Las Vegas Algorithms for Gene Recognition:
Suboptimal and Error-Tolerant Spliced Alignment
S.-H.Sze and P.A. Pevzner
Journal of Computational Biology, 4(3):297-310 (Fall 1997)
Abstract
Recently, Gelfand, Mironov and Pevzner (1996) proposed a spliced
alignment approach to gene recognition that provides 99% accurate
recognition of human genes if a related mammalian protein is available.

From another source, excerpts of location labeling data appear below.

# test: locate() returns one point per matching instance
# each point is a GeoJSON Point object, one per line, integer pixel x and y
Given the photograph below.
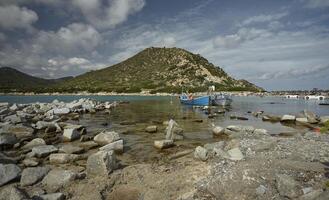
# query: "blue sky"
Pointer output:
{"type": "Point", "coordinates": [281, 44]}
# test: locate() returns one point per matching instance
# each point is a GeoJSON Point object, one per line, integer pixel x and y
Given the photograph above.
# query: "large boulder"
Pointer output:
{"type": "Point", "coordinates": [201, 153]}
{"type": "Point", "coordinates": [9, 172]}
{"type": "Point", "coordinates": [287, 186]}
{"type": "Point", "coordinates": [58, 178]}
{"type": "Point", "coordinates": [116, 146]}
{"type": "Point", "coordinates": [101, 163]}
{"type": "Point", "coordinates": [71, 134]}
{"type": "Point", "coordinates": [62, 158]}
{"type": "Point", "coordinates": [32, 175]}
{"type": "Point", "coordinates": [163, 144]}
{"type": "Point", "coordinates": [34, 143]}
{"type": "Point", "coordinates": [44, 150]}
{"type": "Point", "coordinates": [106, 137]}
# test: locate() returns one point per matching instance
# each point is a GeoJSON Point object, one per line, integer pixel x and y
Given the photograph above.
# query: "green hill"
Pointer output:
{"type": "Point", "coordinates": [157, 70]}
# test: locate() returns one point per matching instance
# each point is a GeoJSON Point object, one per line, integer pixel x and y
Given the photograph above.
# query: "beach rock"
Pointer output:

However, even 99% accurate gene predictions are insufficient for
automated sequence annotation in large-scale sequencing projects and
therefore have to be complemented by experimental gene verification.
One hundred percent accurate predictions would lead to a
substantial reduction of experimental work on gene identification.
Our goal is to develop an algorithm that either predicts an exon assembly
with accuracy sufficient for sequence annotation or warns a biologist
that the accuracy of a prediction is insufficient and further experimental
work is required. We study suboptimal and error-tolerant spliced
alignment problems as the first steps towards such an algorithm, and report
an algorithm which provides 100% accurate recognition of human
genes in 37% of cases (if a related mammalian protein is available).
In 52% of genes, the algorithm predicts at least one exon with 100% accuracy.